Once in Harlem, Eleanora Fagan found work singing in small nightclubs. She began using her professional name, which pays homage to screen actress Billie Dove, whose on-screen persona she admired. By the time she was 18, she began recording hits with groups led by Benny Goodman and Teddy Wilson. The string of memorable collaborations with Lester Young began in 1936.
Then it was on to singing with the Count Basie Orchestra, and when Artie Shaw invited her to become lead vocalist for his orchestra, she became the first Black woman to work with a white band. Through the 1940s, she became a fixture at New York nightclubs. When she returned to Baltimore to perform, she packed venues such as Club Astoria on Edmondson Avenue. She would become a favorite at the Royal Theater on Pennsylvania Avenue, where all the biggest Black musical and comedy stars performed.
Her hundreds of recordings spanned three decades and record labels including Decca, Verve and Columbia. Her movie appearances included starring in the film “New Orleans” alongside Louis Armstrong. Her many television appearances included joining many of the top instrumentalists in jazz on the landmark CBS “Sound of Jazz” program.

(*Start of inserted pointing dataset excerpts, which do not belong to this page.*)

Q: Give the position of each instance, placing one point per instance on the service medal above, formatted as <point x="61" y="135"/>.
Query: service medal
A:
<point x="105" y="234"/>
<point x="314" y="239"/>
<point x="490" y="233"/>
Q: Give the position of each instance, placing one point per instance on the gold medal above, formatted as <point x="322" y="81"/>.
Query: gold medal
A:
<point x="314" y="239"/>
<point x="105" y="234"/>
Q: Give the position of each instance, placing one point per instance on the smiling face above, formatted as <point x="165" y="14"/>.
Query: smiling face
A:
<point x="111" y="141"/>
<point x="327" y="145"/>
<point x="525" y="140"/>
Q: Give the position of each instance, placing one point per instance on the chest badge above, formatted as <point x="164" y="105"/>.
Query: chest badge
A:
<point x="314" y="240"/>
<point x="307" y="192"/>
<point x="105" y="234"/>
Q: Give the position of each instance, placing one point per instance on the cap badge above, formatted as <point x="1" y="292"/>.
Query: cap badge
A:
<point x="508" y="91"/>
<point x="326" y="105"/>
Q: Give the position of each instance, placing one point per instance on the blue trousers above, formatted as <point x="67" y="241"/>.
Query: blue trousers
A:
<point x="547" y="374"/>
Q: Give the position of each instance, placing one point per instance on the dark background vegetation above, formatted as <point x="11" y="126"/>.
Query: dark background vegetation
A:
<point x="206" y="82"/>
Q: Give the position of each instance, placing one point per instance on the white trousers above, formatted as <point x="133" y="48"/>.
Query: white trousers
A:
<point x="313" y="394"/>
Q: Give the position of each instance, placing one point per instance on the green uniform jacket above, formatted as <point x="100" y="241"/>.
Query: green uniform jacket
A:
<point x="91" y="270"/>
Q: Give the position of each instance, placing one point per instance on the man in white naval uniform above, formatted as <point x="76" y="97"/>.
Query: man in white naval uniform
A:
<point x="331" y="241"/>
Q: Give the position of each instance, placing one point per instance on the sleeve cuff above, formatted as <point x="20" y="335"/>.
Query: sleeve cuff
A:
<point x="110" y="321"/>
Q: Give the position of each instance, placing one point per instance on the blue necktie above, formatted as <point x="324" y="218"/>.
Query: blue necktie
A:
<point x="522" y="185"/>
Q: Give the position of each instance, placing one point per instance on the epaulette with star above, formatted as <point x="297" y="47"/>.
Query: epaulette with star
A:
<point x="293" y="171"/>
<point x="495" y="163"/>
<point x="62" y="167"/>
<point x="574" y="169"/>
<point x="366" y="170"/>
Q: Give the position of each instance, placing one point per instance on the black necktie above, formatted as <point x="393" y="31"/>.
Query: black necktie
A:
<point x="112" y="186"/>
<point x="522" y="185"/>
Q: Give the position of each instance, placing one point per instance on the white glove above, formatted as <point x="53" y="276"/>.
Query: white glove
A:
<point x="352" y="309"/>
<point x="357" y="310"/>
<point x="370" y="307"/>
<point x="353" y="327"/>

Billie Holiday and various aspects of her life have been examined numerous times in books, on stage and on film. The film “Lady Sings the Blues” made an impression that has lasted for decades, shaping Holiday’s image in the popular imagination.
James Baldwin examined elements of the film in “The Devil Finds Work,” his book about the role movies, and the stars that perform in them, play in American mythmaking.
“‘Lady Sings the Blues,’” he wrote, “is related to the Black American experience in about the same way, and to the same extent, that Princess Grace Kelly is related to the Irish potato famine: by courtesy.”
“It has absolutely nothing to do with Billie,” he wrote, “or with jazz, or any other kind of music, or the risks of an artist, or American life, or Black life, or narcotics laws, or clubs, or managers, or policemen, or despair, or love. The script is as empty as a banana peel, and as treacherous.”
Despite that assessment, Baldwin did find Diana Ross as Holiday to be a remarkable display of her talents and of the artistic instincts reflected in her portrayal.
“She picks up on Billie’s beat, and, for the rest, uses herself, with a moving humility and candor, to create a portrait of a woman overwhelmed by the circumstances of her life,” Baldwin wrote.
This is what Tanea Renee largely achieves in “Lady Day.”
In her portrait of Holiday, in monologues or in the middle of songs, the audience hears about the trauma that Holiday survived. Her struggles with addiction and her treatment by police are referenced throughout the performance.
The character also recalls that as a child, a man who was a boarder at Sadie Fagan’s house raped Eleanora.
She recalls learning about how her father died. Clarence Holiday, a guitarist in Fletcher Henderson’s band, suffered a lung ailment while traveling in Texas. He was denied treatment at the nearest hospitals because they refused to treat Black patients. His condition worsened, and by the time he could be taken to a veteran’s hospital, it was too late to save him.
Billie Holiday said she sang “Strange Fruit,” the anti-lynching anthem, with her father in mind, Baldwin wrote.
In her performance, Renee reminds the audience about how the painful parts of Holiday’s life influenced her artistry and how she transformed that pain into beauty. As we consider Billie Holiday and what her legacy means to Baltimore and to the world, that’s the whole point.
And it’s different from allowing trauma and tragedy to define who she was. Because like Bessie Smith and Louis Armstrong — the musical and cultural icons who influenced Billie Holiday — it was her voice, her style, the way she looked and her entire being that were all so profound.
Mark Williams is The Baltimore Banner’s Opinion Editor.